WUD. Ce podcast était une première. Cela a-t-il été compliqué de devoir gérer une équipe journalistique dans un bloc opératoire ? 

Dr M. D. Le bloc opératoire est un endroit fermé qui ne doit pas s’exposer pour des raisons sanitaires et de confidentialité, qui paraissent assez évidentes. Donc ce n’est jamais facile d'avoir une équipe de journaliste. Nous avions donc une seule journaliste présente, qui faisait aussi la prise de sons.
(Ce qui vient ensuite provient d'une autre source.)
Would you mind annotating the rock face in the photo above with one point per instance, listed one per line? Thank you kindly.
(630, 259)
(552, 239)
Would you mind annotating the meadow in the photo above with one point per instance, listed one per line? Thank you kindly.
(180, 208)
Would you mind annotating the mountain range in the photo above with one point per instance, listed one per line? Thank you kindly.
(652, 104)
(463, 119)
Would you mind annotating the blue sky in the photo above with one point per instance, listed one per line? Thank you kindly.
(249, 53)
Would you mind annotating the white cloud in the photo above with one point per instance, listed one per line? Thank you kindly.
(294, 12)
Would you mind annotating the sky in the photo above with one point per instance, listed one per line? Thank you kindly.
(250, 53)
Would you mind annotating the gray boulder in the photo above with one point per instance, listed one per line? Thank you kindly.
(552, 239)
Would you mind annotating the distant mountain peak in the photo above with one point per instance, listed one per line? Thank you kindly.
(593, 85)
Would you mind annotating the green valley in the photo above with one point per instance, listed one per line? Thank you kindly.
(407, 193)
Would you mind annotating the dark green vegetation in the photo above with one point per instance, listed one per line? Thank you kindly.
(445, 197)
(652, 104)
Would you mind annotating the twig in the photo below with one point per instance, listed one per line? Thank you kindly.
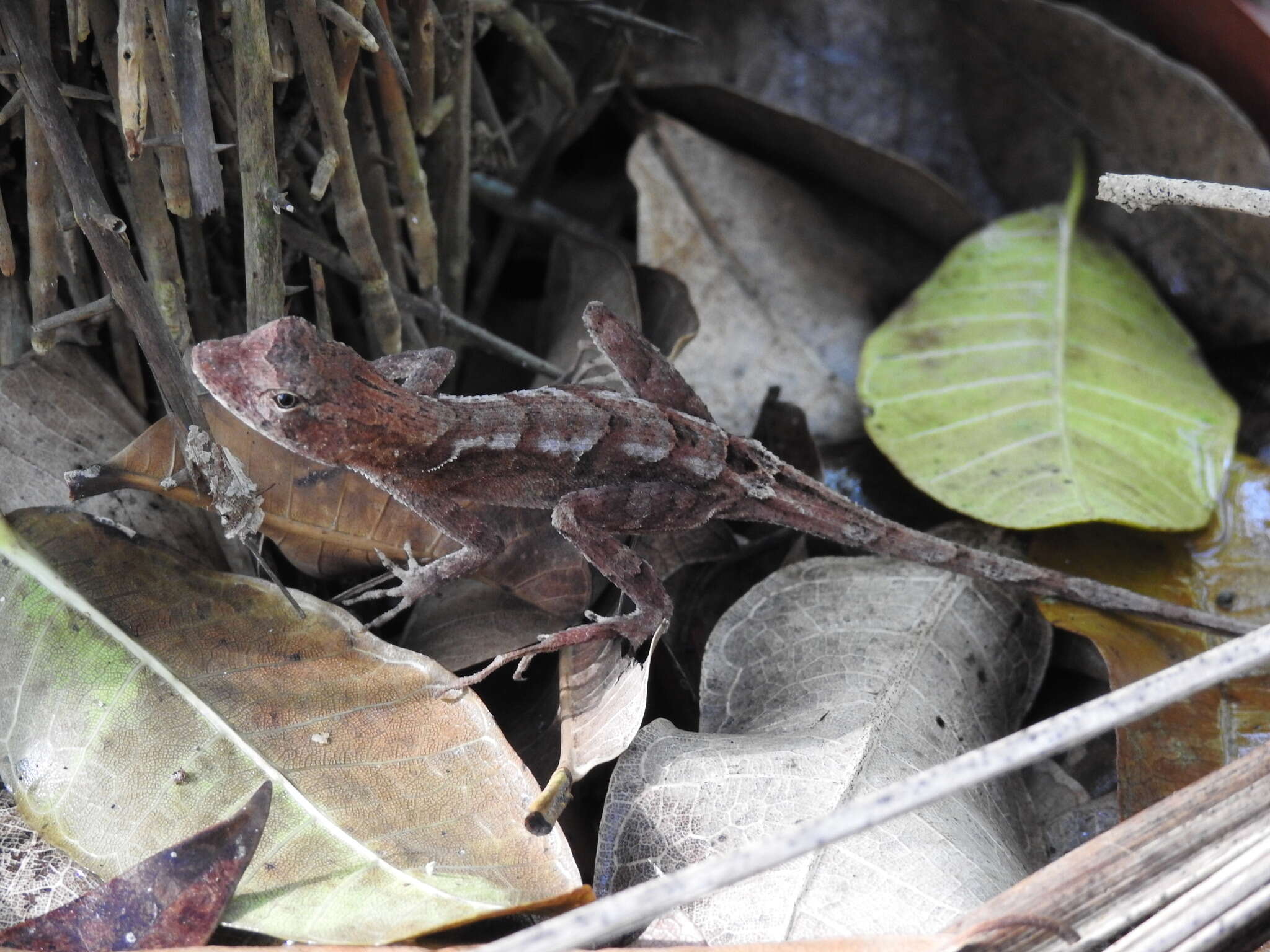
(166, 113)
(424, 73)
(318, 248)
(419, 225)
(258, 165)
(349, 24)
(104, 230)
(646, 901)
(526, 35)
(207, 191)
(384, 320)
(1141, 193)
(42, 334)
(453, 151)
(376, 22)
(148, 211)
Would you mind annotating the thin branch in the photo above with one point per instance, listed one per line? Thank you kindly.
(638, 904)
(1141, 193)
(384, 320)
(258, 164)
(104, 231)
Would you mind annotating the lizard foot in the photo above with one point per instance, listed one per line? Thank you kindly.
(414, 582)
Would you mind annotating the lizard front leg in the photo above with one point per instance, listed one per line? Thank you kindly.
(479, 544)
(590, 518)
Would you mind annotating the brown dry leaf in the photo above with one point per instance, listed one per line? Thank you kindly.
(1223, 568)
(154, 695)
(827, 678)
(61, 412)
(1034, 76)
(37, 875)
(786, 284)
(173, 897)
(329, 521)
(837, 82)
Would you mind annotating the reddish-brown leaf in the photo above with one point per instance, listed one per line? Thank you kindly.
(173, 897)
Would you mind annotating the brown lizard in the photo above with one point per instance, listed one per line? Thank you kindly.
(605, 464)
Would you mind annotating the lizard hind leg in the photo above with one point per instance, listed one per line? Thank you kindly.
(590, 518)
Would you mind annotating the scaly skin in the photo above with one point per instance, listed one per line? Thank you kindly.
(605, 464)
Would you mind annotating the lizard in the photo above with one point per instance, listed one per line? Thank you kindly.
(606, 465)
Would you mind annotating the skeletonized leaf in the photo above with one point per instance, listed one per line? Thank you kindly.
(1037, 380)
(1225, 568)
(328, 521)
(785, 288)
(831, 677)
(395, 811)
(171, 899)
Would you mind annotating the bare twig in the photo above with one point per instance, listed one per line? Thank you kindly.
(384, 320)
(453, 151)
(207, 191)
(104, 230)
(646, 901)
(318, 248)
(258, 165)
(1141, 193)
(412, 182)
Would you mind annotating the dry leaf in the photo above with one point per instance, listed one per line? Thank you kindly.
(135, 664)
(61, 412)
(785, 289)
(1223, 568)
(329, 521)
(173, 897)
(831, 677)
(1036, 75)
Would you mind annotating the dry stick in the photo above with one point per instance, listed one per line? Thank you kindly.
(368, 155)
(258, 165)
(349, 24)
(148, 208)
(526, 35)
(641, 903)
(41, 226)
(318, 248)
(1140, 193)
(166, 112)
(453, 151)
(207, 191)
(376, 22)
(384, 320)
(133, 93)
(419, 225)
(104, 230)
(424, 74)
(42, 334)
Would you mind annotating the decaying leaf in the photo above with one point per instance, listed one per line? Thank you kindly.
(785, 287)
(858, 76)
(171, 899)
(127, 664)
(1036, 75)
(329, 521)
(1225, 568)
(1037, 380)
(37, 875)
(831, 677)
(61, 412)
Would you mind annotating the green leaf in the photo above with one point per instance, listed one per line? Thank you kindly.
(1038, 380)
(145, 696)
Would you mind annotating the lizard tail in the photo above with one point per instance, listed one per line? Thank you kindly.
(773, 491)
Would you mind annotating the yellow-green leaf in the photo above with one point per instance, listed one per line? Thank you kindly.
(1038, 380)
(144, 695)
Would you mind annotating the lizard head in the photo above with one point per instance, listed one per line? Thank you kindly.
(298, 389)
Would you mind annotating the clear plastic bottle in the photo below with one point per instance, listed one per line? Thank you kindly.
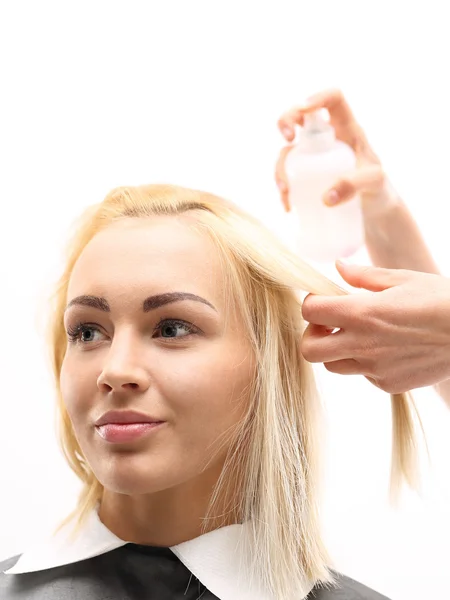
(313, 166)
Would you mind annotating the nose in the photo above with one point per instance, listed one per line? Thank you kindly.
(123, 373)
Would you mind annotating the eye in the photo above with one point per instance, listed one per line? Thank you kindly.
(171, 329)
(77, 332)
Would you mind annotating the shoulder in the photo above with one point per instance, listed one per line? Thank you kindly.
(6, 591)
(8, 564)
(345, 588)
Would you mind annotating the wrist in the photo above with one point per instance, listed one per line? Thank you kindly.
(381, 204)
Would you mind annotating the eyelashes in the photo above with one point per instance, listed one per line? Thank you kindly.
(165, 326)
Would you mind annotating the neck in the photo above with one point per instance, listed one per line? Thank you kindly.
(168, 517)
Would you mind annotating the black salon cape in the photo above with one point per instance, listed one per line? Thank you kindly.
(134, 572)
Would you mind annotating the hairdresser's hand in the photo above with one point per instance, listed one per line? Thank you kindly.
(398, 337)
(367, 180)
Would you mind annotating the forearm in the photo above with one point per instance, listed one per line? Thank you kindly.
(393, 238)
(443, 389)
(394, 241)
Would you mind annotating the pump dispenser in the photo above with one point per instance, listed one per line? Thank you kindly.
(313, 166)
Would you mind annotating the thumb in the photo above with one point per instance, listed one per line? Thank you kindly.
(367, 179)
(373, 279)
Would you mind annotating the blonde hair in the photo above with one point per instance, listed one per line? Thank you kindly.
(279, 470)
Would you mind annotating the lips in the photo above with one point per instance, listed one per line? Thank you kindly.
(117, 417)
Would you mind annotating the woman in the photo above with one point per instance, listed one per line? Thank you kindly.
(187, 411)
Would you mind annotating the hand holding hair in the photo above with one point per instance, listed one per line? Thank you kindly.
(397, 336)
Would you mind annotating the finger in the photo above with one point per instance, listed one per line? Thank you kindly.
(331, 311)
(373, 279)
(335, 103)
(289, 120)
(281, 178)
(348, 366)
(368, 179)
(319, 345)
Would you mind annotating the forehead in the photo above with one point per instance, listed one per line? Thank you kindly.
(154, 255)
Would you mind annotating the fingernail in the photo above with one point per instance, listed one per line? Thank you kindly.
(332, 198)
(287, 132)
(281, 185)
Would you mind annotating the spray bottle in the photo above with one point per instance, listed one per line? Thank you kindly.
(313, 166)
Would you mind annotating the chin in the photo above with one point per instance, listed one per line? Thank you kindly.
(123, 475)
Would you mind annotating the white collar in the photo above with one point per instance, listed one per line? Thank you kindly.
(217, 558)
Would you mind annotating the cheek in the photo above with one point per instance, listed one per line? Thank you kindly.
(211, 387)
(78, 386)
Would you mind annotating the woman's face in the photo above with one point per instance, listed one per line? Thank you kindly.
(158, 339)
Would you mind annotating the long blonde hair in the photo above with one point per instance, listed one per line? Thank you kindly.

Elle interviewait les différents professionnels après qu’on lui a dit où elle avait le droit d’aller. Ça s’est très bien passé, car cette journaliste a su poser des questions pertinentes aux personnels, qui avaient eux-mêmes été préparés à sa venue. Le but était de faire un podcast le plus complet possible pour les futurs patients. 

WUD. Ce podcast a pour vocation de rassurer les futurs donneurs potentiels sur le don d’organes. Les professionnels de santé peuvent-ils trouver un intérêt thérapeutique à son écoute ? 

Dr M. D. Je ne pense pas car il est vraiment focalisé sur le vécu des patients. Mais l’on aurait pu tourner autrement ce podcast pour qu’il ait vocation à informer ou former les professionnels de santé. 

Le but était de faire un podcast le plus complet possible pour les futurs patients

WUD. Chaque année nous sommes sensibilisés à la pénurie de dons d’organes, êtes-vous aussi concernés au CHU de Nice ? 

Dr M. D. Bien sûr, nous subissons aussi la chute de dons d’organes de l’an dernier de 20 à 30%, qui est incompréhensible eu égard aux nouvelles législations qui se mettent en place. C’est bien dommage. 

WUD. Ce podcast, c’est aussi un appel au dons d’organes….

Dr M. D. Oui, nous espérons pouvoir contribuer au dons d’organes, et faire mieux connaitre cette intervention. J’espère que cet outil va inciter certains patients à envisager une greffe, en cas d'insuffisance rénale.